Jessica Anderson, an associate editor for Kiplinger’s Personal Finance, recently wrote that she felt vindicated about her decision to buy pet insurance.
Anderson’s policy helped defray $3,030 in vet bills after her four-year-old beagle mix (also named Bailey!) began suffering seizures. “The first two years I had Bailey, the premiums and the payouts were pretty much a wash. But this year, the payouts have exceeded my premium by hundreds of dollars,” Anderson wrote.
But in a 2011 article evaluating pet insurance, Consumer Reports said “we believe most pet owners will be better off passing up pet insurance and instead putting some money in an emergency ‘kitty.’”
The magazine looked at nine policies from three insurers, analyzing how much of the vet bills they would have covered over the lifetime of Roxy, a generally healthy 10-year-old beagle in a New York City suburb. None of the policies would have paid out more than what the insurance premiums added up to (between $3,029 and $6,474).
Five of the policies would have returned positive payouts, however, once the magazine added in a series of hypothetical, potentially costly medical problems.
Consumer Reports noted that all nine policies would also have saved Roxy's owners money for their two real-life cats, which have serious and expensive health problems.
No Clear Answer
In the end, I’ve come to the conclusion that there’s no single, definitive answer to the queston of whether pet owners should buy this kind of insurance.

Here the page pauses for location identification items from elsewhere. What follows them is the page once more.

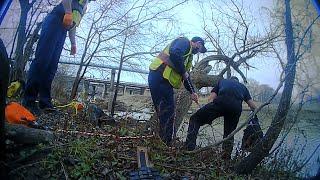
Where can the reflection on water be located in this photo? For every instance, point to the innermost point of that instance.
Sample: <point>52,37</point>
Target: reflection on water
<point>303,138</point>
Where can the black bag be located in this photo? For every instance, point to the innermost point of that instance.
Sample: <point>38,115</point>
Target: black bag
<point>252,134</point>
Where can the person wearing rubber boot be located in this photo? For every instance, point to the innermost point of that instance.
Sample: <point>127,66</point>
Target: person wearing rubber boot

If you’re considering purchasing the coverage, start your research by visiting petinsurancereview.com and the North American Pet Health Insurance Association’s site. You should also read "Your Pet Insurance Guide" by Memphis vet and blogger Doug Kenney. “I think pet insurance is a good thing for most owners to have, provided they can pay the veterinary bills upfront and wait for the reimbursement,” says Dr. Kenney.
2 Tips for Pet Owners
Two more pet-insurance shopping tips:
1. Know what you’re buying before you sign up. A good rule to remember is the less expensive the plan, the less extensive the coverage. Many plans bar coverage for hereditary conditions or charge more for them. No plans cover pre-existing conditions.

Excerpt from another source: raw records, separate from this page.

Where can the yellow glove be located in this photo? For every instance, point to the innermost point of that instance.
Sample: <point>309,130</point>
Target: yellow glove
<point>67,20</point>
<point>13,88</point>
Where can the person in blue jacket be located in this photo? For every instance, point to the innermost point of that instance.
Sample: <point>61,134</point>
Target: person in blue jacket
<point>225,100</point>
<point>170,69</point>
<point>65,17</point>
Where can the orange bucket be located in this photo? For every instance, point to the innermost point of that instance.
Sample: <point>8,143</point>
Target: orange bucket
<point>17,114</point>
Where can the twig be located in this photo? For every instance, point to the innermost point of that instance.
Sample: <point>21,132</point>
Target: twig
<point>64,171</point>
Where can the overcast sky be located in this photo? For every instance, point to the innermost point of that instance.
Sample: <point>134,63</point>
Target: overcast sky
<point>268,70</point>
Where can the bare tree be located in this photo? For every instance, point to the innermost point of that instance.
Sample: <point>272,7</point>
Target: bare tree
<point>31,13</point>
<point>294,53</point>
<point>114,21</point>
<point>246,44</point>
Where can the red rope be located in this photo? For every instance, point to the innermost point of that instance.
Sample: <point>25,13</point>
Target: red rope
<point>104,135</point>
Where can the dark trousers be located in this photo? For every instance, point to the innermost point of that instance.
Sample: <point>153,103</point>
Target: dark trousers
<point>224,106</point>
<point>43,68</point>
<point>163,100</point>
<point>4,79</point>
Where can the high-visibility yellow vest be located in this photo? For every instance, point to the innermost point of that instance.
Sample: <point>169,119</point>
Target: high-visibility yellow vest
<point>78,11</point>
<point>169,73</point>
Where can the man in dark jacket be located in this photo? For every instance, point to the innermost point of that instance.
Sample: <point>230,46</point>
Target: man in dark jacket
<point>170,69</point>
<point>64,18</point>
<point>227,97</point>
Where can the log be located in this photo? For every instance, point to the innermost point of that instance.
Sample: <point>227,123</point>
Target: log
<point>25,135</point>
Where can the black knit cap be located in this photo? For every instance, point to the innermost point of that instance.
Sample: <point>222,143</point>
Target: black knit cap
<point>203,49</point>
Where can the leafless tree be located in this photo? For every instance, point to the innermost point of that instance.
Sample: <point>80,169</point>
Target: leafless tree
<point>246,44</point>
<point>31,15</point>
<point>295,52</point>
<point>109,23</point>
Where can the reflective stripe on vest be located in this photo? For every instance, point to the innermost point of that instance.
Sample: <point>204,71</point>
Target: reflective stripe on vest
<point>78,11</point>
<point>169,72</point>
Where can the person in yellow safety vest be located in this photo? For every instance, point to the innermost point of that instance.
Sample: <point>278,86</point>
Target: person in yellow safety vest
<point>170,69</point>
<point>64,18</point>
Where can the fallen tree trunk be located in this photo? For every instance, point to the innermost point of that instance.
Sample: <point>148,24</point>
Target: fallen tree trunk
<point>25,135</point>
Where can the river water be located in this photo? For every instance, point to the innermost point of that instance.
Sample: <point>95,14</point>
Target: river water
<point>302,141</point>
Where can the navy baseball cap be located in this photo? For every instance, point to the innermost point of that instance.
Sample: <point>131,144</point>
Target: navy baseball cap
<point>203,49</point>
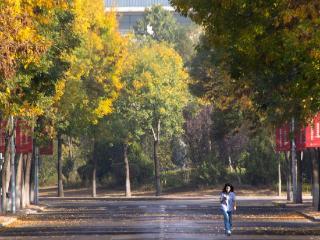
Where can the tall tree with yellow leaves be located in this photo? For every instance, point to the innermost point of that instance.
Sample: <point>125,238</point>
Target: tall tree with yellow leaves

Be sure you understand the policy’s coverage limits per health incident, per year and over the life of your pet.
Some policies pay 80 percent of your entire vet bill, or at least 80 percent of procedures they cover. Others pay 80 percent, excluding the cost of the vet’s exam. And still others reimburse 80 percent of a national fee schedule, no matter where you live. That means, if vet fees are far higher than the national average in your town, your out-of-pocket costs could be steep.

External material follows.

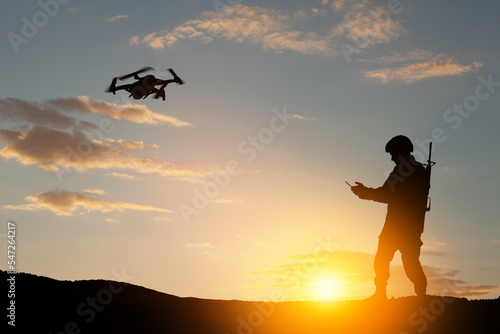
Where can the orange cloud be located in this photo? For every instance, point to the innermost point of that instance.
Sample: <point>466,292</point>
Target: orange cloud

Ask the insurer how you’d be affected if your pet were to contract a serious or chronic illness. With some policies, if that happens, when renewal time comes around, you could see a dramatic premium hike or find that this coverage has been dropped.
2. Consider buying a pet wellness plan instead of pet insurance. With a pet wellness plan, you pay a monthly fee for coverage of routine physical exams, vaccinations and the like.
Banfield Pet Hospital, which is associated with PetSmart, sells wellness plans around the country. The annual cost is $263.40 to $599.40 for an adult dog; $215.40 to $479.40 for an adult cat. Pet Assure has a $119.40-per-year plan for dogs ($95.40 for cats).
While these plans may reduce some of your costs, you could still face high bills for illnesses and injuries. And your vet might not participate in the plans, so be sure to check before purchasing one.
In our case, we love our vet and he doesn’t offer wellness plans. So I’ll continue taking Bailey there, without an insurance policy and without a wellness plan.
Yes, we know we'll likely wind up spending a bundle. But we also know that we can’t put a price on our lovely labradoodle.